June 8, 2009
A Walk to End Genocide [SLIDESHOW]
“I don’t need an introduction, I need a conclusion,” Rabbi Harold M. Schulweis said on Sunday, June 7, as he stepped up to a microphone on the Pierce College campus in Woodland Hills to address the well over 2,000 people gathered for Jewish World Watch’s third annual Walk for Darfur.
Though Schulweis was responding to being described as “the man who needs no introduction,” the Jewish World Watch founder and longtime rabbi at Encino’s Valley Beth Shalom was making clear his desire to see an end to the need for such an occasion – hoping for the day when genocide in the Sudan will end.
Jewish World Watch was established in 2004 in response to Schulweis’ High Holy Days’ call-to-action sermon and has quickly grown to become a coalition of more than 60 synagogues of all denominations. Together these congregations have raised their voices against genocide, focused first on the ongoing crisis in the Sudan, where 400,000 civilians have been killed and 2.5 million displaced.
To date, JWW has raised more than $3-million for education, advocacy and relief programs, including a speakers bureau, divestment advocacy and a few more tangible efforts, such as backpacks filled with supplies for refugee children and the highly effective, low-cost solar cookers that enable refugee women in Chad to avoid risking rape from marauding gangs when they leave their camps to collect firewood.

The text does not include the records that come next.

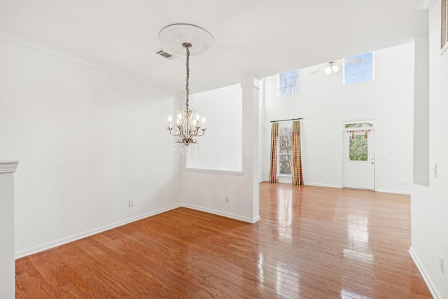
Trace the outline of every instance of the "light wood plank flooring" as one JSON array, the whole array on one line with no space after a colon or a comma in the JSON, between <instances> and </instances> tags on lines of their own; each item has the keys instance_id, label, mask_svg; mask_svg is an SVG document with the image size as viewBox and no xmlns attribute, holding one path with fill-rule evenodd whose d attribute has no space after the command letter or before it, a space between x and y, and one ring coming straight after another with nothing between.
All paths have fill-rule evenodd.
<instances>
[{"instance_id":1,"label":"light wood plank flooring","mask_svg":"<svg viewBox=\"0 0 448 299\"><path fill-rule=\"evenodd\" d=\"M410 197L260 185L255 224L179 208L16 261L22 298L428 298Z\"/></svg>"}]
</instances>

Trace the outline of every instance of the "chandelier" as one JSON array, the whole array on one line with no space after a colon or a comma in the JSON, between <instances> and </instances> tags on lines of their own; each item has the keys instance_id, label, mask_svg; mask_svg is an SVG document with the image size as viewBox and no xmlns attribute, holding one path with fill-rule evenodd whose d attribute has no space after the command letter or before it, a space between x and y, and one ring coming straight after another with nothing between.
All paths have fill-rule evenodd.
<instances>
[{"instance_id":1,"label":"chandelier","mask_svg":"<svg viewBox=\"0 0 448 299\"><path fill-rule=\"evenodd\" d=\"M168 130L169 134L177 137L178 144L181 144L185 146L189 146L190 144L197 144L196 137L203 136L205 133L205 119L202 118L202 124L200 124L200 116L196 111L190 109L190 48L191 43L183 43L182 46L186 49L187 53L187 78L186 85L186 104L185 108L178 110L176 113L176 120L174 127L172 125L172 118L171 116L168 118L169 125Z\"/></svg>"},{"instance_id":2,"label":"chandelier","mask_svg":"<svg viewBox=\"0 0 448 299\"><path fill-rule=\"evenodd\" d=\"M174 54L183 55L186 52L187 56L185 108L177 111L173 123L171 116L168 118L167 129L181 146L197 144L197 137L205 134L205 119L200 121L196 111L190 107L190 54L202 54L210 49L214 42L213 36L197 26L172 24L160 30L159 39Z\"/></svg>"}]
</instances>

As the sun in a cloudless sky heated up the San Fernando Valley, Sunday morning’s program proved to have many highs: Special guest Faisal Abdelmoula, one of a group of Darfuri refugees who came from their new homes in Arizona, spoke to the crowd: “The people of Darfur don’t know you by your faces, but they know you by your prayers,” he said, before leading a chant of “Stop Genocide Now.” Later, a drum circle roused the crowd with a mix of African instruments, and the Tischtones band from Beth Shir Sholom sang songs in Hebrew.
There were also surprises: The crowd was larger than expected – organizers say there may have been as many as 3,000 present, with 2,000 officially signed up before the walk. The money raised was significant—$125,000 to support JWW’s refugee relief programs. Participants ranged in age from just a few months to a significant cadre of over-70ers, all of whom walked the three-miles around the suburban neighborhood, stopping traffic and bearing signs of “Stop Genocide Now,” and “Never Again,” words that hold special meaning for all Jews.
The event was led by Janice Kamenir-Reznik, president of JWW, along with Tzivia Schwartz Getzug, the organization’s executive director, Allison Katz, chair of the Walk Committee and Abby Leibman, Walk Coordinator, and included appearances from Los Angeles City Conptroller-elect Wendy Gruel, City Councilman Dennis Zine and City Councilwoman Jan Perry.
Throughout the event, the Darfurians stood by as both participants and observers, wearing the event’s yellow T-shirts emblazoned with a map of their region. Among them was a small child, a toddler, who playfully ran between his mother and father, laughing as he escaped their grasp – a symbol of a hopeful future that extends beyond violence, without the tragedies of the past and representative of a new, normal world filled only with song, joy and community.